In den Folgejahren nahmen viele Staaten geflüchtete Ex-Jugoslawen auf. Von den 350 000, die in Deutschland Schutz fanden, blieben übrigens, was auch wenig bekannt ist, nur 20 000 dauerhaft da, nicht mal sechs Prozent. Was also ist danach passiert, in Osteuropa, im Westen? Und was passiert heute? Knapp gesagt: Der elfte September ist passiert. Es kam zur Eskalation von Konflikten in der arabischen Welt, zur Faszination für Fundamentalismen auch mittels rapider Verbreitung digitaler Inhalte, auch in Europa. Diesem Klima der Regressionen ins Agieren und ins dogmatische Entgleisen zeigt sich Europa bisher kaum gewachsen.

Dämonisieren ist politisch destruktiv

Lernende, ungefestigte Demokratien wie die Staaten Osteuropas, deren EU-Euphorie sich abgeschwächt hat, sind anfällig für Populisten, die Gespenster mit Bart und Burka als Sündenböcke an die Wand malen – obwohl es in ihren Ländern von beidem herzlich wenig bis gar nichts gibt.
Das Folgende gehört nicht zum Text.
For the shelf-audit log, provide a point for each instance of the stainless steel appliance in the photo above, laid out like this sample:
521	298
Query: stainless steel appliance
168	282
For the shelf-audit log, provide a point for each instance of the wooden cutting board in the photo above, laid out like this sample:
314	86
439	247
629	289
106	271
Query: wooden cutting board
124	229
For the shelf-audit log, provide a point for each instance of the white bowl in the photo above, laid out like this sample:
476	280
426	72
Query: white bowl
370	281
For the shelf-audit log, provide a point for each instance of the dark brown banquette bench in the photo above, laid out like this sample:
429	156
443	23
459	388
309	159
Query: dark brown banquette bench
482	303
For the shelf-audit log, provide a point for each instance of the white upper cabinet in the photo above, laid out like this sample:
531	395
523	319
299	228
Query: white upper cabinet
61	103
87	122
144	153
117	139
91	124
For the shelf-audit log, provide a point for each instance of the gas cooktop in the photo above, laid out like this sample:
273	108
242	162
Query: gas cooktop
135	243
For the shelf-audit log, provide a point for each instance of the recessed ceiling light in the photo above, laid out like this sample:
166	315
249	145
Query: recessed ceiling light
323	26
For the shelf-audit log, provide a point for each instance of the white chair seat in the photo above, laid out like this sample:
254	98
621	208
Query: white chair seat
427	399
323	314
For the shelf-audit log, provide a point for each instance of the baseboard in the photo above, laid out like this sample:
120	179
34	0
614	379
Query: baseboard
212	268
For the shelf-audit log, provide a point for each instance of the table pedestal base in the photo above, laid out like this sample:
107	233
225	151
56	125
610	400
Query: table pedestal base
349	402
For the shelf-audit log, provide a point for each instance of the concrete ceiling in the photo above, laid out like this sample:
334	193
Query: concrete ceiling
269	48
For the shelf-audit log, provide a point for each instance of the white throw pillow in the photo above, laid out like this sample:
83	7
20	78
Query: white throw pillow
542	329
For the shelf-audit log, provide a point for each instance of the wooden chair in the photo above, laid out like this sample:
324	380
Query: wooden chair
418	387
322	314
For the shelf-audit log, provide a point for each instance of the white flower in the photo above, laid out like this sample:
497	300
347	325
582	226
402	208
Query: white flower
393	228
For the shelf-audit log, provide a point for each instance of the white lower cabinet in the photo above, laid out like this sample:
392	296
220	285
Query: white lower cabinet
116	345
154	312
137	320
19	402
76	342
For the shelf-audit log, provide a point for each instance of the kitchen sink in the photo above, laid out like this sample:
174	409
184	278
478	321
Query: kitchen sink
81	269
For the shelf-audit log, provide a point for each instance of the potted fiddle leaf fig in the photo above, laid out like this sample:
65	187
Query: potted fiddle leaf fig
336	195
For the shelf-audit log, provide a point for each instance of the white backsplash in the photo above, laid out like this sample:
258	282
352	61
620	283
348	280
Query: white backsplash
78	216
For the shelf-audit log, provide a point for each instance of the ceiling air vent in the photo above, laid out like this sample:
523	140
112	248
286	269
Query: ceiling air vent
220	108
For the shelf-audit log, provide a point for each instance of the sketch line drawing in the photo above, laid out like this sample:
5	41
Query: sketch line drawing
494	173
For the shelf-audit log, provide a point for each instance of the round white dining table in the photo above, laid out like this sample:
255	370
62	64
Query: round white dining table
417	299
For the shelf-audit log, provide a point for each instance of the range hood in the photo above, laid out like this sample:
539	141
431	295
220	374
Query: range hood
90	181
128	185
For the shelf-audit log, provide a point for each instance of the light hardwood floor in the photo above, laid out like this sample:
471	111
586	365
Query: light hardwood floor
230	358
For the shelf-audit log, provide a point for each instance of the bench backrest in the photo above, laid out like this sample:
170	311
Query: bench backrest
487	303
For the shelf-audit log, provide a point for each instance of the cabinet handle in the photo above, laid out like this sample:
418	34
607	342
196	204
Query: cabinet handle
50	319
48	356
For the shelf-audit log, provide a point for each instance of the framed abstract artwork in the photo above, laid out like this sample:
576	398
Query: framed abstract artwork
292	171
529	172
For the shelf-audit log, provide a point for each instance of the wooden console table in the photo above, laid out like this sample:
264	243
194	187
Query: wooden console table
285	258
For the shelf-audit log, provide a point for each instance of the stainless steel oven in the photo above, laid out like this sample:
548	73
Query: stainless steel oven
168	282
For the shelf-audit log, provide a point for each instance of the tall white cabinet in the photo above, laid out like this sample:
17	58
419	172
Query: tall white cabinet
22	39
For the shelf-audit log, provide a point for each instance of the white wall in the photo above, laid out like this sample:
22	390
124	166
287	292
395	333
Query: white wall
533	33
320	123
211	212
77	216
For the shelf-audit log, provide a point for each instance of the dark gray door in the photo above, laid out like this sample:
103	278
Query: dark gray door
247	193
Westliche Demokratien wiederum, in denen islamistischer Fundamentalismus unter jungen Muslimen, auch Konvertiten, durchaus attraktiv ist, wirken angesichts des Phänomens konzeptlos. Allein die hiesige Bundesanwaltschaft hat 2017 rund 800 Verfahren mit Bezug zu radikalen Islamisten eingeleitet. Wird in Staaten mit erheblichem Rechtsruck, Österreich inbegriffen, verdummend dämonisiert, wird in gemäßigten Staaten häufig forciert verharmlost und ausgewichen. Die dämonisierende Position ist politisch destruktiv, die harmonisierende politisch unproduktiv.

Gefragt wären einander ergänzende Strategien, die sowohl die Gefahren des Islamismus direkt benennen und aktiv angehen, als auch die Gefahren der Xenophobie. Gebraucht wird, vor allem in Brüssel, die Klarheit und Festigkeit eines demokratischen Rahmens, der die Citoyens unterrichtet und damit bei sich hält. Im Bildungssektor, in religiösen Vereinen, in Haftanstalten und im öffentlichen Raum muss unzweideutig klar werden, dass Demokratien selbstbewusst, in großer Deutlichkeit, die Rechte aller Citoyens verteidigen, gegen Islamisten wie gegen Fremdenfeinde.